With regard to Wycliffe, our understanding was that most of their work revolves around language learning materials development, not actual translation (in spite of the name). I wonder how much of that revenue would actually qualify as pure T&I work.
Regarding the others, we are glad to find more players. That is the best part about working in an industry that is constantly growing and evolving – always something to learn!
Hopefully next year we will get enough information to built a list of the Top 50 Translation Companies.
As a Japanese speaker was curious to check out the information about the Japan Translation Center Ltd. Yes, it is mentioned that they have only 15 staff in the office, albeit you have probably overlooked the fact that around 800 translators are working in-house.

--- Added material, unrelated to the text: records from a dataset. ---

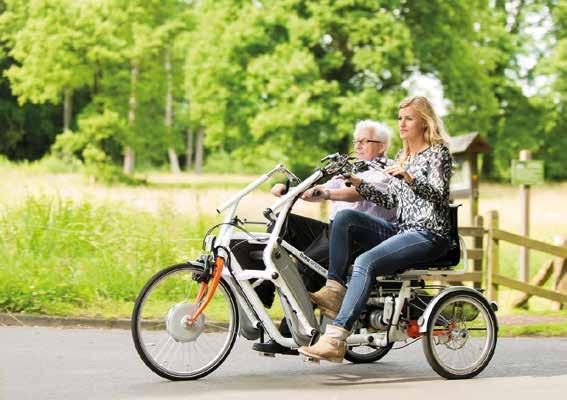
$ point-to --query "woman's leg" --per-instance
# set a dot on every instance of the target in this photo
(386, 258)
(349, 226)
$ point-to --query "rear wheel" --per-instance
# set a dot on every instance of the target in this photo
(461, 335)
(166, 344)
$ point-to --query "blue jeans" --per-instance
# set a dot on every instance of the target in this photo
(390, 252)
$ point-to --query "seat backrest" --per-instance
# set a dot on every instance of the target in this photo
(454, 254)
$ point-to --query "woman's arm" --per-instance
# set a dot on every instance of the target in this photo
(385, 199)
(435, 186)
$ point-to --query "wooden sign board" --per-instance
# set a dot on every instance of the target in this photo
(528, 173)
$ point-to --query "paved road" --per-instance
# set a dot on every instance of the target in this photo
(51, 363)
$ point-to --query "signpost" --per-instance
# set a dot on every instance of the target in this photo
(526, 172)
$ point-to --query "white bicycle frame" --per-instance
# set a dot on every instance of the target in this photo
(249, 301)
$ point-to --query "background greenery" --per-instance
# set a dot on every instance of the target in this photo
(234, 84)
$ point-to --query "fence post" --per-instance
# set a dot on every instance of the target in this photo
(524, 273)
(492, 255)
(559, 280)
(478, 244)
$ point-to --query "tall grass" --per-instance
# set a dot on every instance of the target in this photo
(57, 256)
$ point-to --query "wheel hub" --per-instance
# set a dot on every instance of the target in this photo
(177, 326)
(459, 338)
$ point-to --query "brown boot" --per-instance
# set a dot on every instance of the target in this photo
(329, 298)
(331, 346)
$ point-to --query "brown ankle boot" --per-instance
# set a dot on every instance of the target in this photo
(329, 298)
(331, 346)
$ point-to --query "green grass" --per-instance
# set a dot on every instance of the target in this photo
(58, 256)
(545, 329)
(90, 257)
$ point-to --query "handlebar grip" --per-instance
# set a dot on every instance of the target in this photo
(347, 176)
(287, 184)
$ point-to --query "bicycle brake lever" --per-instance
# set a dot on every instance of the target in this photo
(347, 176)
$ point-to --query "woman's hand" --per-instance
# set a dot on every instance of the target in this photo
(399, 172)
(315, 194)
(352, 180)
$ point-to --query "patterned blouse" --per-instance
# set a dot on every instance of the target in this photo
(423, 204)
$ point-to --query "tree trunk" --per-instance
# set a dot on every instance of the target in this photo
(199, 150)
(173, 160)
(189, 153)
(67, 108)
(129, 155)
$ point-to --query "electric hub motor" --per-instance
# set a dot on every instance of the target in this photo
(178, 328)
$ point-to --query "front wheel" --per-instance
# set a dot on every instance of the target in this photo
(461, 335)
(166, 344)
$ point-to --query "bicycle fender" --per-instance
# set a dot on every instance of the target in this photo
(424, 319)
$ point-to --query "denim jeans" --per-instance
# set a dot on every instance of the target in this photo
(390, 251)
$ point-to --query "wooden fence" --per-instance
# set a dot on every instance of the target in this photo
(491, 278)
(495, 279)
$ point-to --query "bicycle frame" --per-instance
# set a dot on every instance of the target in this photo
(393, 312)
(249, 301)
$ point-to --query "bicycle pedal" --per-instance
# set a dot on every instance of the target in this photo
(311, 359)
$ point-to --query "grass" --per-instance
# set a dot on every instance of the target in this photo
(59, 256)
(542, 329)
(72, 247)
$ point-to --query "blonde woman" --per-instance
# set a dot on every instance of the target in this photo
(420, 233)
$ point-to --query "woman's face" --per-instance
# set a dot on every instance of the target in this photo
(366, 146)
(411, 125)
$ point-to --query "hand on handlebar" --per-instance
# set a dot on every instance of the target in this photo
(351, 180)
(315, 194)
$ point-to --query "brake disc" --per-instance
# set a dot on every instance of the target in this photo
(176, 325)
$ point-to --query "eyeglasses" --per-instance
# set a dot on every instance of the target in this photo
(364, 142)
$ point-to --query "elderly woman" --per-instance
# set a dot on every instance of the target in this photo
(420, 234)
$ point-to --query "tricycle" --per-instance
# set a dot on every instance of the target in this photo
(188, 316)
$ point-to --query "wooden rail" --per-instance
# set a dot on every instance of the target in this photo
(495, 279)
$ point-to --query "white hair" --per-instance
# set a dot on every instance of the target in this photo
(382, 132)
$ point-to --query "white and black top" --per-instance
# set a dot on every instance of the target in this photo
(423, 204)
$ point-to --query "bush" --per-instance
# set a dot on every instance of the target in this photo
(58, 255)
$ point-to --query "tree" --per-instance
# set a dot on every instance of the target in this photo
(38, 28)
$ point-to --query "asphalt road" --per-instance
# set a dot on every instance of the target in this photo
(51, 363)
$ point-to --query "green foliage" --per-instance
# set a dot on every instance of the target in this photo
(98, 136)
(291, 75)
(59, 254)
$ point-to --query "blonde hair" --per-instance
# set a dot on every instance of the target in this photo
(434, 128)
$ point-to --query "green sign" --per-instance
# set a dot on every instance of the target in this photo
(528, 172)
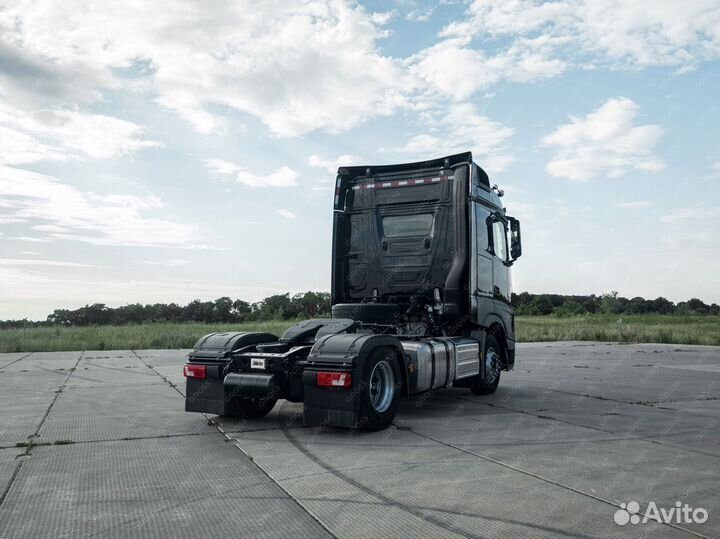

Hello "Anonymous." Thanks for looking at that. JTC's English site says they have 800 translators and interpreters, but there does not appear to be any indication that those are all in house. Because they list only 15 employees, it actually appears that those translators and interpreters are freelancers. But I am uncertain, especially because I do not read Japanese. Do you see anything on their Japanese site that indicates the 800 translators and interpreters work in house?
PLEASE stop calling Stops an LSP on your blog. This is the 2nd blog of yours I've seen that does this. Perhaps this entry was posted before the one that I commented earlier on, but Stops is NOT an LSP. They are a worker's compensation insurance company that hires LSP's to do interpreting for LEP's hurt at work. They're not an LSP; they're an LSP's CLIENT.
Ha ha. Thanks again for the feedback Mr. or Ms. Anonymous. Yes, this was a much earlier post.
I agree. It appears you are correct in labeling STOPS a client, not an LSP.